Entropy is the slow, almost invisible decay that happens when nothing is actively maintained. In physics it is unavoidable; in leadership, it is dangerous when ignored.
What makes entropy so powerful is that it rarely announces itself. Things still work, just not as well. Decisions take longer, energy drops, standards soften, culture feels off, but no one can quite explain why.
That is where leadership comes in.
The Leader as an Entropy Sensor
A leader’s role is not only to set direction, it is to sense decay early.
You feel it in conversations, in hesitation, in small frustrations that keep repeating. In the gut feeling that something is not broken yet, but it is heading there.
Strong leaders pay attention to these signals, they listen carefully, not just to what is said, but to what is avoided. They connect small data points before they become big problems.

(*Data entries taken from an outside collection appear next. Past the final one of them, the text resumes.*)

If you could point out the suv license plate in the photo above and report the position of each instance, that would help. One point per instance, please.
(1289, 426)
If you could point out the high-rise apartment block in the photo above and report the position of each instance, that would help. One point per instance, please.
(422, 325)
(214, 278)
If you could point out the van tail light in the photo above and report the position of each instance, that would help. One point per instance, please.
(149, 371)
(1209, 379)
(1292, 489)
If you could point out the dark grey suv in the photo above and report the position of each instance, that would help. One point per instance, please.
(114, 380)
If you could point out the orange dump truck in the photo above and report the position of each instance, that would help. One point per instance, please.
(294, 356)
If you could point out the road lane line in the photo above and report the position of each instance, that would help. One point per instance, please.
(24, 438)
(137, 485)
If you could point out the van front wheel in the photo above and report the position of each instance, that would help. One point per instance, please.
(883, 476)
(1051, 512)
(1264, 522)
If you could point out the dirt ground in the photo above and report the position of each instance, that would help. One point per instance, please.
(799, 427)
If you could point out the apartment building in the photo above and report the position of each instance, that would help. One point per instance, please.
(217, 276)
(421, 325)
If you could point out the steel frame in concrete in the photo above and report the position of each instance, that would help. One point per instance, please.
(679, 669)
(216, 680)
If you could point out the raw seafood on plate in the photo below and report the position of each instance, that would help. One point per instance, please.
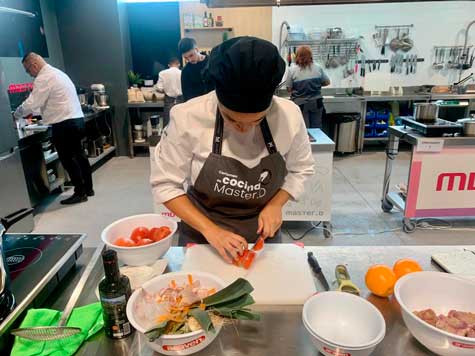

Entropy never starts loud. It starts quietly.
Cleaning the Windows of the Business
While visiting Panama, the image became clear. Tall buildings look impressive, but without constant cleaning and repainting, they decay. Rust appears. Windows dull. Eventually the structure suffers.
Businesses are no different.
Products are never finished, customers are never done, and teams are never complete. Hybrid work adds even more complexity. Without constant maintenance, clarity fades and friction grows.
Leadership means cleaning the windows regularly, even when they still look clean.
Values Do Not Die, They Fade
Values rarely disappear overnight, they fade when they are no longer lived.
Posters stay on the wall, words are still spoken, but behaviour shifts. Standards soften, accountability weakens, and what once felt non-negotiable becomes optional.
Revisiting values is not about changing them, but rather about revitalising them. Making them visible in daily behaviour again.
Values decay when they stop being practiced.
Chip and Paint Leadership
In the navy, ships are maintained constantly. Even when docked, crews scrape rust and repaint surfaces. If they do not, the damage spreads until it becomes unfixable.
Fixing a pothole early is easy, ignoring it creates a sinkhole.
Your role as a leader is to catch things early and bring your team back to your vision, mission, and core values.